‘Udaari’ is a Punjabi word meaning, ‘to fly’. A drama series on your TV screens these days, by the same name, is flying right into our hearts, too. Not because it has those exotic sets, colorful clothes and a kick-ass cast of beautiful actors(well, it has those too) but because it is so much more than just what meets the eye.
Here’s why you need to be watching Udaari, if you aren’t already:
It tackles the stigma against a maraasi beautifully
It started off as a depiction of a village life in Pakistan, how nicely all neighbors are to one another and surprisingly, how they actually respect those we loathe – maraasi. These people are trying their best to stay alive, physically and emotionally, through the spirit of folk music.

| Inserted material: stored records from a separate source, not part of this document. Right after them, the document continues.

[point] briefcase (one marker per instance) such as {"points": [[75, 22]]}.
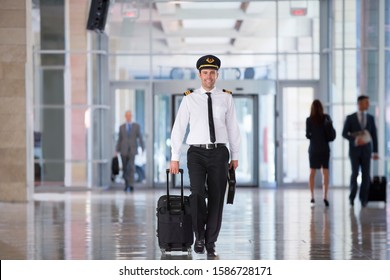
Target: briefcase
{"points": [[231, 186], [377, 191]]}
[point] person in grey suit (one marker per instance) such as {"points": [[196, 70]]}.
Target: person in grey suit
{"points": [[127, 146], [360, 130]]}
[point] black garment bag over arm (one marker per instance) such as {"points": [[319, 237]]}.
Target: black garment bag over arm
{"points": [[174, 221]]}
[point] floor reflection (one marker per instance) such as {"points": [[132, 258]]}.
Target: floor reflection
{"points": [[261, 224]]}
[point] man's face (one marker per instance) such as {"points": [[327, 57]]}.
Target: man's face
{"points": [[364, 104], [208, 78]]}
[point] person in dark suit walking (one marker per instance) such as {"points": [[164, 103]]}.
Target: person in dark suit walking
{"points": [[127, 146], [360, 130], [210, 113], [319, 151]]}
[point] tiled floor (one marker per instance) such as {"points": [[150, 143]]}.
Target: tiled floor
{"points": [[263, 224]]}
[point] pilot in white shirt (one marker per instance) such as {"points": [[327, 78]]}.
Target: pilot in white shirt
{"points": [[214, 139]]}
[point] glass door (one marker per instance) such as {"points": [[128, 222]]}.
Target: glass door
{"points": [[132, 97], [294, 107]]}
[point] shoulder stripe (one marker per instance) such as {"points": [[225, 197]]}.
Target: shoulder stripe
{"points": [[227, 91], [188, 92]]}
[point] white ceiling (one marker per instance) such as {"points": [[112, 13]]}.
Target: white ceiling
{"points": [[209, 26]]}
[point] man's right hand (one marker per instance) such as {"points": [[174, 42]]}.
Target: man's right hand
{"points": [[174, 167]]}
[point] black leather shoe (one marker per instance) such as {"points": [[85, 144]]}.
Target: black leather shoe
{"points": [[210, 248], [199, 246]]}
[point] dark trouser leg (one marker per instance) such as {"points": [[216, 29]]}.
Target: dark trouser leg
{"points": [[365, 185], [197, 173], [216, 182], [214, 165], [128, 169], [355, 173], [217, 171]]}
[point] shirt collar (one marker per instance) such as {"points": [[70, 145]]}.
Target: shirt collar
{"points": [[202, 90]]}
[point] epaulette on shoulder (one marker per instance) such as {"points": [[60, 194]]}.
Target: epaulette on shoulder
{"points": [[188, 92], [227, 91]]}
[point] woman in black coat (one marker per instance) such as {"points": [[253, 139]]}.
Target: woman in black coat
{"points": [[319, 151]]}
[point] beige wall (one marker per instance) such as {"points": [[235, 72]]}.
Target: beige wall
{"points": [[13, 57]]}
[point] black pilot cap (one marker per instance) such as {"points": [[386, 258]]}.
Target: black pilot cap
{"points": [[208, 62]]}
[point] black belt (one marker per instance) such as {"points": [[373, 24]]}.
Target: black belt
{"points": [[208, 146]]}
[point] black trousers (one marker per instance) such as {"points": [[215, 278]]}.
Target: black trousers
{"points": [[207, 169], [128, 169]]}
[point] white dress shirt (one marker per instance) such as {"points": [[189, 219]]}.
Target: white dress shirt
{"points": [[193, 110]]}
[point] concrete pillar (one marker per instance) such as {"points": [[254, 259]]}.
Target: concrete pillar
{"points": [[13, 61]]}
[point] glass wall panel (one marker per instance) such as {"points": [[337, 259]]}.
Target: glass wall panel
{"points": [[337, 87], [350, 21], [299, 67]]}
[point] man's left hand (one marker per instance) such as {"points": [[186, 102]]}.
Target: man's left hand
{"points": [[233, 164]]}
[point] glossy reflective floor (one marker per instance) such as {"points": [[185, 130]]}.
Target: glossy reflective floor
{"points": [[264, 224]]}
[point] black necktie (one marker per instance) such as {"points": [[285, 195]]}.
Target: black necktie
{"points": [[211, 120], [362, 120]]}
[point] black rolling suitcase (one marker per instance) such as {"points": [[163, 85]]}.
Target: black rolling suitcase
{"points": [[377, 191], [174, 222]]}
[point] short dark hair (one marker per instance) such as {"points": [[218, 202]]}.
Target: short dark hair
{"points": [[362, 97]]}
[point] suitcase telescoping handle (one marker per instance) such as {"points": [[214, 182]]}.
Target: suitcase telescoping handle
{"points": [[181, 187]]}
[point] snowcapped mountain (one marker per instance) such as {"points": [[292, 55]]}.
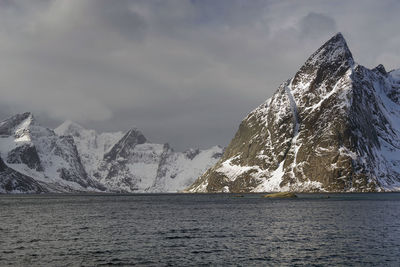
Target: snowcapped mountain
{"points": [[30, 150], [334, 126], [129, 163], [34, 159]]}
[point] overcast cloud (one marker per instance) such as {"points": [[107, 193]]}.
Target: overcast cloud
{"points": [[184, 72]]}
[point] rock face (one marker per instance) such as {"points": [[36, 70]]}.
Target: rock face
{"points": [[335, 126], [129, 163], [37, 156], [12, 181]]}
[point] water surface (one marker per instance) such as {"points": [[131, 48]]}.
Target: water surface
{"points": [[202, 229]]}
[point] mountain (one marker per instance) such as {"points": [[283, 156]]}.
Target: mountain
{"points": [[35, 159], [129, 163], [334, 126], [30, 151]]}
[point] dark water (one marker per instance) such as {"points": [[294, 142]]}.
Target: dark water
{"points": [[182, 230]]}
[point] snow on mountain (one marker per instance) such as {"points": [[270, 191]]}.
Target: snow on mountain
{"points": [[91, 145], [335, 126], [129, 163], [38, 153]]}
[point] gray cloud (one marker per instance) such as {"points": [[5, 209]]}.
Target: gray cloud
{"points": [[185, 72]]}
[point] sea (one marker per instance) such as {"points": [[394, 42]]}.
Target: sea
{"points": [[200, 230]]}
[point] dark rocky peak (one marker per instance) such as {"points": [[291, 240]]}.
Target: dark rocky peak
{"points": [[334, 51], [380, 69], [8, 126], [124, 146], [326, 65]]}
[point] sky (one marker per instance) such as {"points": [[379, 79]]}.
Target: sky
{"points": [[184, 72]]}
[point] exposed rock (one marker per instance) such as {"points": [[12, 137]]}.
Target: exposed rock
{"points": [[281, 195]]}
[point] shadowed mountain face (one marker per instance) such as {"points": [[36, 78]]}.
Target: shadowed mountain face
{"points": [[335, 126], [34, 159]]}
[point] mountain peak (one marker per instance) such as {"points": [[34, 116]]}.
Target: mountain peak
{"points": [[23, 120], [328, 64], [335, 50]]}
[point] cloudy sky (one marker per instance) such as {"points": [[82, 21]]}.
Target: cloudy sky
{"points": [[184, 72]]}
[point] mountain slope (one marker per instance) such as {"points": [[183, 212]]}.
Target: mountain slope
{"points": [[333, 127], [129, 163], [40, 154]]}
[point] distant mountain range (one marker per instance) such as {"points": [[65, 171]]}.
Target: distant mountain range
{"points": [[35, 159], [334, 126]]}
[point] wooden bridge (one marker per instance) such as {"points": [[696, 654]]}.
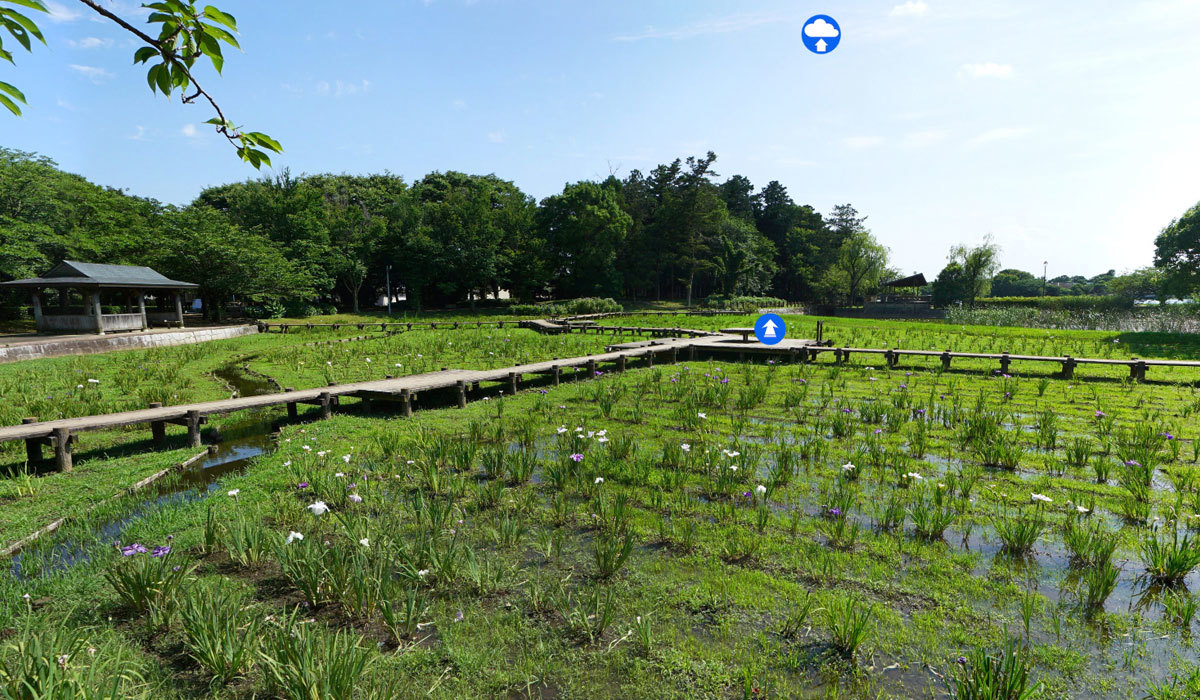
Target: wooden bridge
{"points": [[669, 342]]}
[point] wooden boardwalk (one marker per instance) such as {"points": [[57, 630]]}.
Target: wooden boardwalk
{"points": [[670, 342], [61, 434]]}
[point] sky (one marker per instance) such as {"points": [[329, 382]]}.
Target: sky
{"points": [[1067, 131]]}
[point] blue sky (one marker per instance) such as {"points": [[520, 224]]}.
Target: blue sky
{"points": [[1068, 131]]}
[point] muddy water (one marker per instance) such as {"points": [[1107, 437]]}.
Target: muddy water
{"points": [[231, 452]]}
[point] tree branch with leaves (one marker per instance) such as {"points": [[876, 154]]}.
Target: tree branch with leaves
{"points": [[186, 35]]}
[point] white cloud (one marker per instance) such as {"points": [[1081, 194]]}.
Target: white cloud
{"points": [[90, 42], [863, 142], [1001, 133], [60, 12], [94, 73], [821, 29], [985, 71], [342, 89], [910, 9], [724, 25], [918, 139]]}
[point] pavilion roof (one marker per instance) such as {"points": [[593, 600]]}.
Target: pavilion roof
{"points": [[96, 275]]}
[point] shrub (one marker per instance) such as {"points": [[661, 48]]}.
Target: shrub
{"points": [[568, 307], [742, 303]]}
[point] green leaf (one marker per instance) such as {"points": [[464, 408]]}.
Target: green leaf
{"points": [[264, 141], [27, 23], [33, 4], [153, 77], [222, 35], [17, 31], [163, 78], [12, 90], [144, 54], [12, 106], [222, 17]]}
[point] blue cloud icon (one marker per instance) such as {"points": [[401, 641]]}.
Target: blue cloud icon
{"points": [[820, 29]]}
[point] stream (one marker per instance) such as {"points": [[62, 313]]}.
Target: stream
{"points": [[233, 448]]}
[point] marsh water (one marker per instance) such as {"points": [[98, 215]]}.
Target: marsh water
{"points": [[231, 452]]}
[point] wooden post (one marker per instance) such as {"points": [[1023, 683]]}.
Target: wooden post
{"points": [[97, 312], [292, 405], [37, 309], [33, 444], [1068, 368], [157, 428], [61, 441], [193, 429]]}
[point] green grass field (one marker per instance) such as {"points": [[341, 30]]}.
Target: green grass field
{"points": [[702, 530]]}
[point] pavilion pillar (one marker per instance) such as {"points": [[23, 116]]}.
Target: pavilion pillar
{"points": [[97, 312], [37, 309]]}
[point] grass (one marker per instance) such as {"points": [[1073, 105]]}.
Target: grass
{"points": [[468, 554]]}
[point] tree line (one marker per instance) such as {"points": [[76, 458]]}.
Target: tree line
{"points": [[676, 232]]}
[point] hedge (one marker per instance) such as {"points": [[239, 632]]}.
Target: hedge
{"points": [[1110, 303]]}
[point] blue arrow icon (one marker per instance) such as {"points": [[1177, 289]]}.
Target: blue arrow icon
{"points": [[769, 329]]}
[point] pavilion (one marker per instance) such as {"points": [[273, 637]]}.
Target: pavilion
{"points": [[82, 291]]}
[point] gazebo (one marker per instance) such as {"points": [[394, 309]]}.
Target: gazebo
{"points": [[81, 291]]}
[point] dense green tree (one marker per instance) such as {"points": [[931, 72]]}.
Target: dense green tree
{"points": [[1177, 253], [737, 192], [745, 259], [951, 286], [858, 268], [979, 264], [1012, 282], [583, 231], [201, 245]]}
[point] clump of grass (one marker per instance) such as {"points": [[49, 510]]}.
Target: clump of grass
{"points": [[53, 659], [1018, 534], [301, 660], [149, 582], [850, 621], [1003, 676], [1169, 560], [221, 632]]}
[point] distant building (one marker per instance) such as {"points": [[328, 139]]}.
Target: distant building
{"points": [[71, 298]]}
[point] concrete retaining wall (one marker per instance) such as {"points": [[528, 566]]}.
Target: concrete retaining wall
{"points": [[103, 343]]}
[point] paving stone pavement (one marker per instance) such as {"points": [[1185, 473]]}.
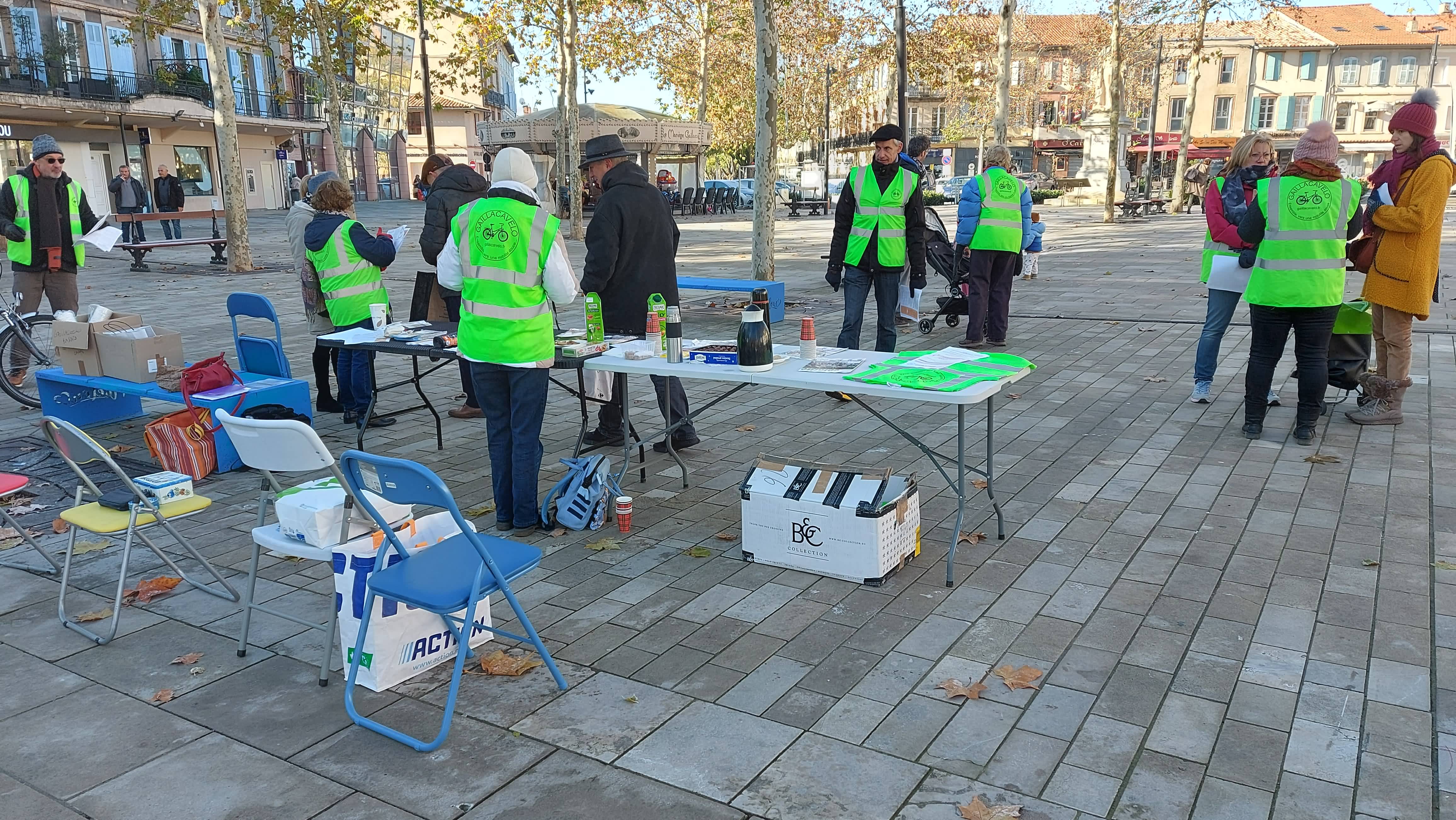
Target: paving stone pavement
{"points": [[1226, 631]]}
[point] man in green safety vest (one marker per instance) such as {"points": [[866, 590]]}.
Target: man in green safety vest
{"points": [[507, 260], [879, 231], [43, 218], [350, 263], [993, 229]]}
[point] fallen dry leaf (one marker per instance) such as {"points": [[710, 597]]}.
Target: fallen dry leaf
{"points": [[978, 810], [501, 663], [151, 589], [957, 690], [1018, 678]]}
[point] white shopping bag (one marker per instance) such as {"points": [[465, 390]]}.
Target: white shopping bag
{"points": [[402, 641]]}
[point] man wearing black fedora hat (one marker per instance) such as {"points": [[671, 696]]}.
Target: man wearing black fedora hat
{"points": [[631, 255]]}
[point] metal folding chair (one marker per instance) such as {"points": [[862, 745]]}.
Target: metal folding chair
{"points": [[451, 576], [143, 513], [284, 448], [258, 355], [9, 486]]}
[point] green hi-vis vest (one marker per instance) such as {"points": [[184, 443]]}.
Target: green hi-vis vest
{"points": [[883, 212], [504, 316], [1302, 258], [900, 371], [21, 251], [1212, 248], [350, 283], [999, 226]]}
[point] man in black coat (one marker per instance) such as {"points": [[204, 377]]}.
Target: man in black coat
{"points": [[631, 255]]}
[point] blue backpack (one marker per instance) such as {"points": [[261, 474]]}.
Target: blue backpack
{"points": [[582, 496]]}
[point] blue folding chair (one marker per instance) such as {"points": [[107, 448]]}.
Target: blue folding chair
{"points": [[257, 355], [451, 576]]}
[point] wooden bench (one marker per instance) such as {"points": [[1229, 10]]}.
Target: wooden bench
{"points": [[88, 401], [776, 290], [140, 250], [815, 206]]}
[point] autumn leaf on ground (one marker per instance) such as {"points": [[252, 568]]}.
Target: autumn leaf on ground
{"points": [[978, 810], [501, 663], [151, 589], [1018, 678], [957, 690]]}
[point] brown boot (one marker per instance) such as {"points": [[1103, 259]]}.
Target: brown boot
{"points": [[1385, 406]]}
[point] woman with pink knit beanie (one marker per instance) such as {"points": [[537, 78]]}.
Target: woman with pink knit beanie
{"points": [[1401, 283]]}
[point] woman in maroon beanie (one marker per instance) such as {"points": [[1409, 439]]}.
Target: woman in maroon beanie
{"points": [[1401, 283]]}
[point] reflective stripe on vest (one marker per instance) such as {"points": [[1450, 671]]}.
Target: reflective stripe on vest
{"points": [[1302, 257], [999, 225], [349, 282], [21, 251], [883, 213], [504, 314]]}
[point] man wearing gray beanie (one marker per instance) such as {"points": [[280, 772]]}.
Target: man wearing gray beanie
{"points": [[43, 218]]}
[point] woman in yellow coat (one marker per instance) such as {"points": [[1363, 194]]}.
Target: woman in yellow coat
{"points": [[1403, 280]]}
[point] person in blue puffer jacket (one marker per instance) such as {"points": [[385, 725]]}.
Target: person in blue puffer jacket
{"points": [[1028, 270]]}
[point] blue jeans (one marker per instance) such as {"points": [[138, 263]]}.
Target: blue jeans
{"points": [[1221, 312], [887, 302], [172, 229], [515, 402], [356, 386]]}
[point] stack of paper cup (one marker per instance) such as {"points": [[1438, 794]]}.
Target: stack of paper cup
{"points": [[625, 513]]}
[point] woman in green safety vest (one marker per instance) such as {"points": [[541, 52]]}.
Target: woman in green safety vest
{"points": [[350, 263], [1298, 225], [1225, 204]]}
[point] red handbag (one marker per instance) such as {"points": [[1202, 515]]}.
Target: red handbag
{"points": [[209, 375]]}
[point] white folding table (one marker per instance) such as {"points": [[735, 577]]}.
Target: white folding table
{"points": [[790, 375]]}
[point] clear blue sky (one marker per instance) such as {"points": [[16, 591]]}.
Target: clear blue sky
{"points": [[641, 89]]}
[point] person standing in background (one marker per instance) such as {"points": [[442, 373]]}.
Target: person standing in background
{"points": [[452, 187], [167, 193], [130, 197]]}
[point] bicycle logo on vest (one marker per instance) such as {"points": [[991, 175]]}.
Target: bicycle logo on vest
{"points": [[1308, 202], [497, 235]]}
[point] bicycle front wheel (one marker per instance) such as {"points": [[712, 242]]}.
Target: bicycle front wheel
{"points": [[24, 350]]}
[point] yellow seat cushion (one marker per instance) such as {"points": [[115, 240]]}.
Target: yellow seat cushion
{"points": [[104, 521]]}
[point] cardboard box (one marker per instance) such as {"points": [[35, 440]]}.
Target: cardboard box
{"points": [[134, 356], [854, 523], [76, 343]]}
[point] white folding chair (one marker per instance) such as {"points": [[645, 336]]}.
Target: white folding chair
{"points": [[143, 513], [284, 448]]}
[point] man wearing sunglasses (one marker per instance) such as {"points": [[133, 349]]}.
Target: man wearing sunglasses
{"points": [[43, 218]]}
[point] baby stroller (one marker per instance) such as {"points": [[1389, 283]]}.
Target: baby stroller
{"points": [[940, 254]]}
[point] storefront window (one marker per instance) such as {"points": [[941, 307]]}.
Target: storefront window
{"points": [[194, 168]]}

While culturally, in Pakistan, there is a general perception that unless, you make it big and get featured on Coke Studio, you are but a lowly maraasi. This show tries to depict the hard work these talented people put in to meet their daily requirements such as food and shelter.
The concept ‘achay ghar ke laug’ is taken head on
What is an achay ghar ke laug anyway? Does anyone thing they aren’t from an acha ghar?
There is a raw image of class division shown in Udaari. There is a girl belonging to a maraasi family who is in love with a guy of a a somewhat comfortable economic background. There is also a middle-class girl struggling to make it big in the music industry just as her friends who are from the so-called elite class.
These are all the issues that plague a younger audience – building relationships in a very classist Pakistani society and trying to make it big in your chosen profession. And this is why it is a show that matters more than one where your ex husband’s wife’s cousin has fallen in love with the pupho of the girl he saw one day in school but that pupho is also married to the father of the sister-in-law’s chachu of that guy.
If you’re looking for the big and beautiful names, you’ve got them in this show
Bushra Ansari, Samiya Mumtaz, Rehan Sheikh, Ahsan Khan and the singer-turned actor Farhan Saeed, all have done a nice job. Also, Farhan’s real-life lady-love Urwa Hocane(the name will crack us up every single time) is playing the lead role.
It is written by Farhat Ishtiaq, best known for the iconic TV shows Humsafar and Diyar-e-dil. She clearly knows how to prove each character’s worth by giving them equal importance with tiny details. It is co-produced by Momina Duraid of HUM TV, The Kashf Foundation and the Canadian Government.
Ahsan Khan is giving the performance of a lifetime
Ahsan Khan, the lad we’ve all come to know for his innocent, good looks and those creepy-yet-strange-yet-equally-mesmerizing eyes, is shown as a widower who gets married to his friend’s widowed wife. In first couple of episodes he was seen as a nice guy who has come from Dubai and stands out in the uneducated crowd of the village but later on his true colors are revealed. Not to spoil the plot for anyone but he behaves rather inappropriately with his step daughter.
And what a fabulous performance, so believable that you’ll want to hate the man’s guts.
You will love the music
The music has become a very important element of every Pakistani drama, post the much celebrated Woh Humsafar Tha OST sung by QB. In Udaari you get a wide variety of music to listen to. One the one hand you can see Farhan Saeed and his band (that’s a plot line, folks) performing some classic songs way back from the 90’s to take you on a nostalgic journey, and on the other hand, you have Bushra Ansari singing folk songs in Punjabi.
The show is educating everyone in Pakistan
We need to raise issues like the one’s depicted in the TV show because child abuse is not something to be kept hidden. Unless you talk about it with them, you can’t save your children from it.
These are our children, our future, we can not simply let them get ruined. Don’t switch the channel just because you feel uncomfortable watching a sensitive scene with your family around. Trust me, it is much better than watching a guy going crazy over a married woman he was in love with before he ended up with crores from a dying uncle.
We are living in a country where around 3,508 cases(and the number of children per case is much more than just 1 child) of child abuse have been reported in one year alone. Is this the “bright future” we all want for our children?